JustPaste.it

Primary Source Evaluation Assignment

Primary Source Evaluation Assignment

 

Learning to use Primary Sources

 

As a historian, you need to develop your skills at analyzing and working through primary sources in history. While secondary sources are great to understand historical analyses and interpretations of the past, the bulk of your new and novel research is built off the primary sources found in archives. Understanding the perspectives of historical actors and events will build your understanding of part of the story of the past. As with all primary sources and first-hand accounts, you have to take into consideration who is talking and when they are talking.

 

Using the primary sources linked in weeks 1, 3, 6, or primary sources beneficial to your individual research, you will complete the primary source form. The form contains questions that are designed to guide you through the process of contextualizing, corroborating, and making sense of the primary sources of the past.

 

For week 1, select some sort of piece of folk culture from the late 18th century to the mid to late 19th century to analyze. This can be fairy tales, folk poetry, operas, or short stories. Your goal will be to understand them as a reflection of the time in which they were written or collected.

 

This assignment is to be submitted by 11:59 p.m. (ET) on Monday of Module/Week 1.

 

For week 3 you will select some primary source that characterizes the change from 19th to 20th century. This can be propaganda, letters, books, newspaper articles (though you may need a range of these), or political pamphlets to show the change from 19th to 20th century.
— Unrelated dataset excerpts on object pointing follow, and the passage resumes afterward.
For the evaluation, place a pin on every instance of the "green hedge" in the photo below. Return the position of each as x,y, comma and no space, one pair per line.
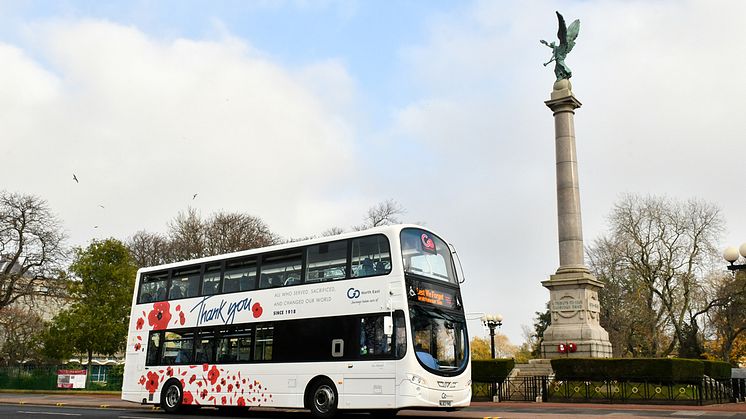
671,370
718,370
491,370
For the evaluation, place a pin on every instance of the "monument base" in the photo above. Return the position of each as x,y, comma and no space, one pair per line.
574,310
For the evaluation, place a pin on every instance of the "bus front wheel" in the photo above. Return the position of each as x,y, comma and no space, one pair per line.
171,396
323,399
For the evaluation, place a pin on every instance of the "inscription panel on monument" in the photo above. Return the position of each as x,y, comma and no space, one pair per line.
567,305
575,305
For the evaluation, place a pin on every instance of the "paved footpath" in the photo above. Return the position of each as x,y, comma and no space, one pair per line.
477,409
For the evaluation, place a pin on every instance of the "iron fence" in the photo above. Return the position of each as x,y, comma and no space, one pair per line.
44,377
705,391
644,391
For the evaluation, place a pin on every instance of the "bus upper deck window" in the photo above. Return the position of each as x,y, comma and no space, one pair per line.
370,256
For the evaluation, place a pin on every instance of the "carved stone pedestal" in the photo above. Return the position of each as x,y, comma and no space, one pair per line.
575,317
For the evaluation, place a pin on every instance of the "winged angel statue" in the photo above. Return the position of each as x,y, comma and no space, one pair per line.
567,38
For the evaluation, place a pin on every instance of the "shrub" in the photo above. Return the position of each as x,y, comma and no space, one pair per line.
718,370
671,370
491,370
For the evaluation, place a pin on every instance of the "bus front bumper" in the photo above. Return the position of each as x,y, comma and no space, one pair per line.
416,395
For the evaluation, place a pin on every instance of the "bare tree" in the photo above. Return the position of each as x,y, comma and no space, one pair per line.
230,232
381,214
655,259
190,236
20,335
186,234
333,231
31,248
728,315
148,249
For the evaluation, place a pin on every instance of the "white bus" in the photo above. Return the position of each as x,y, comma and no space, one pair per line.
370,320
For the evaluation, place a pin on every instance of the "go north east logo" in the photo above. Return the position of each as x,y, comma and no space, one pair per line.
360,296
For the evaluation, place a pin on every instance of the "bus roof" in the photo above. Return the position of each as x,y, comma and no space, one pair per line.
393,229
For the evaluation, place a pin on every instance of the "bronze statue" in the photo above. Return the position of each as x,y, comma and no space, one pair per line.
559,52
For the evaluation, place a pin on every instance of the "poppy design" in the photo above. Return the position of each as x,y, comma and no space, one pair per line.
257,310
160,315
152,384
213,375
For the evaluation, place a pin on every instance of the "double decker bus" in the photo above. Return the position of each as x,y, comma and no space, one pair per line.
371,320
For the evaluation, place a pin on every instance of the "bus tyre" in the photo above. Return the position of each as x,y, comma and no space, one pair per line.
172,396
323,399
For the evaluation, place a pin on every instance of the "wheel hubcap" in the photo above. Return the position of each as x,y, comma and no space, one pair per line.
172,396
323,399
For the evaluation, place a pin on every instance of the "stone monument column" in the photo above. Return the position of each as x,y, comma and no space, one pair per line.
573,291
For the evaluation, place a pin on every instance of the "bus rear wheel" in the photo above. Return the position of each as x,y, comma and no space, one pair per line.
323,399
172,397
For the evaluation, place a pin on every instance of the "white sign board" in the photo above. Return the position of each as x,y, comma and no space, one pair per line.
71,378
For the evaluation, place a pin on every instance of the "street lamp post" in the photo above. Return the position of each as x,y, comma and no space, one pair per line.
731,255
492,321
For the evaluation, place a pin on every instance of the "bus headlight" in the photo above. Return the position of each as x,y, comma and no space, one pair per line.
416,379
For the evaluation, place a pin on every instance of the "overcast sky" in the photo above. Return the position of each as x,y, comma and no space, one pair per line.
306,113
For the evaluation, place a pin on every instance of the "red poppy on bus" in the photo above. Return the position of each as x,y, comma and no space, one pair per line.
213,375
188,398
160,315
152,384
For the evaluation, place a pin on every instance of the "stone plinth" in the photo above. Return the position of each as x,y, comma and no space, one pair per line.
573,291
574,308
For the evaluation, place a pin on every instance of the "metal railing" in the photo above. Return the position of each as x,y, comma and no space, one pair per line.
704,391
44,377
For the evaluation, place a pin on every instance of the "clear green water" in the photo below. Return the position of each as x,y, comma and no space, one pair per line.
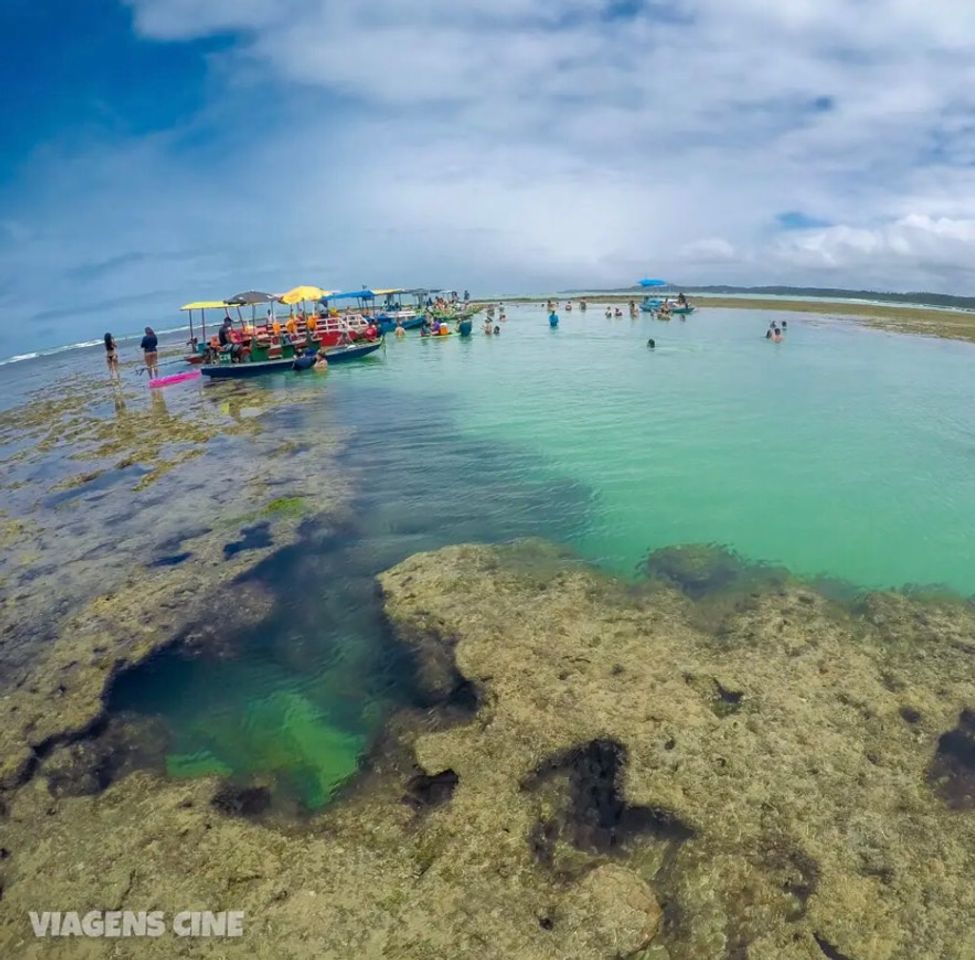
842,452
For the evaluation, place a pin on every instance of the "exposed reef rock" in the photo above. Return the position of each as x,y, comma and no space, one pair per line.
790,785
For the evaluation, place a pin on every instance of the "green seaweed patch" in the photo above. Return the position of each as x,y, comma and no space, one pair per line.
279,508
287,506
283,736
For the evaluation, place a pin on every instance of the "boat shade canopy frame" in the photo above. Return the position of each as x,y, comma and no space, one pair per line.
206,305
353,295
298,294
250,297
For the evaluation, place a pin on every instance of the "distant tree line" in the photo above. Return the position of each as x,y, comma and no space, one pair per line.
919,297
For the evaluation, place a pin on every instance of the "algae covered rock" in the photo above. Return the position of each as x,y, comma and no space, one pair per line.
621,783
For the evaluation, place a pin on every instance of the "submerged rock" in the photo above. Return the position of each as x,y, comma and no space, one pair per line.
626,785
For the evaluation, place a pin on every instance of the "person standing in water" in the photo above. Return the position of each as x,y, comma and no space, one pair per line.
111,354
150,352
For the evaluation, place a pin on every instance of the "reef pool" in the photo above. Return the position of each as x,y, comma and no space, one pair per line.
844,452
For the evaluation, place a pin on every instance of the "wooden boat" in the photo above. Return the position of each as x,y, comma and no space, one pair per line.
236,371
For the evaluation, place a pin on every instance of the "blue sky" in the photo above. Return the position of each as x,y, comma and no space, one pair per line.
157,151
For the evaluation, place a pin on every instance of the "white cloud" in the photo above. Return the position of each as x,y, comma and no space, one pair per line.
527,144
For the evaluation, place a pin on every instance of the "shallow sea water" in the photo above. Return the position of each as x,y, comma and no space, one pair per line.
843,452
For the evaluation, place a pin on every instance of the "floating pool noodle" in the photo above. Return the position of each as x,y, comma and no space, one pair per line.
174,378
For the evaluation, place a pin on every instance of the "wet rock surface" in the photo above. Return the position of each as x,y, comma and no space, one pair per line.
625,784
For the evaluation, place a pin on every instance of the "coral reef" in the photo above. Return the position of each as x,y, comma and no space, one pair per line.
623,783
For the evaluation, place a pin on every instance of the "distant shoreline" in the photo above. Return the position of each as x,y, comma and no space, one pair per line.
940,322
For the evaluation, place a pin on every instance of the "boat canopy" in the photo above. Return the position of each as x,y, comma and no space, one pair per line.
206,305
353,295
249,297
297,294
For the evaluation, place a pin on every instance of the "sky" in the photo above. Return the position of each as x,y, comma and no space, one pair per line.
160,151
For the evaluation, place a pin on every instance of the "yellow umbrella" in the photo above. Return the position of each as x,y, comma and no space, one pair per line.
298,294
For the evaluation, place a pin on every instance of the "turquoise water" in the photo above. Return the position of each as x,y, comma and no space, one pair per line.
843,452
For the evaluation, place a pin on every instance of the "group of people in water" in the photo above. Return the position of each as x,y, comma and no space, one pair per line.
150,353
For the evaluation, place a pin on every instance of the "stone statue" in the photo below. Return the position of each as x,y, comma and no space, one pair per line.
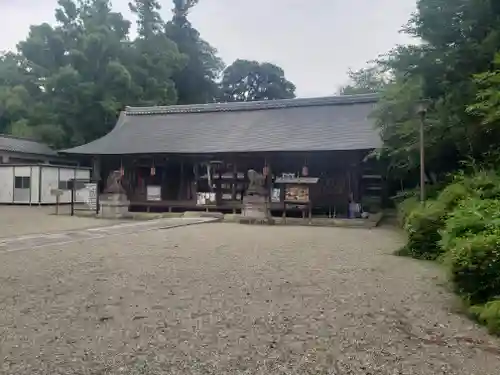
257,181
113,183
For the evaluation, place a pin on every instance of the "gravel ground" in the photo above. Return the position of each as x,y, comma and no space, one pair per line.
20,220
234,299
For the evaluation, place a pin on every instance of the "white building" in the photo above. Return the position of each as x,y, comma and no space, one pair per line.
30,171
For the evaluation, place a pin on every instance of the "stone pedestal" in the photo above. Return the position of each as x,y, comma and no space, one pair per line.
113,206
256,210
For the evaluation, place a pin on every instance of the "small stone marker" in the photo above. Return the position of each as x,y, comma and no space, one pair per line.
57,193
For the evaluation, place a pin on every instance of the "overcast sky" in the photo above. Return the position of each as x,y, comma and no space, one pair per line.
315,41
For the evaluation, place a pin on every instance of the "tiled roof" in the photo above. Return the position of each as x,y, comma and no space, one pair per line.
23,145
316,124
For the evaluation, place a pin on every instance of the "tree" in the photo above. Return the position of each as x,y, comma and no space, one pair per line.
246,80
156,57
372,79
459,40
196,82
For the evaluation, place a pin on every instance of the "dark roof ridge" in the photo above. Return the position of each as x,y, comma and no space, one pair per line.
2,135
252,106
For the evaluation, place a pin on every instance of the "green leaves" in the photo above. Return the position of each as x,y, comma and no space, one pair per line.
246,80
68,82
This assignment is to be submitted by 11:59 p.m. (ET) on Monday of Module/Week 3.

 

For week 6 you will find a primary source reflecting on genocide in the 20th century. This must be a first-hand account of someone who experienced genocide or perpetuated it. An example here would be a prisoner at Auschwitz or a guard that was responsible for interning prisoners at Auschwitz. It may reflect the Holocaust, Armenian Genocide, purges of the Soviet Union, or that in Bosnia in the 1990s.

This assignment is to be submitted by 11:59 p.m. (ET) on Monday of Module/Week 6.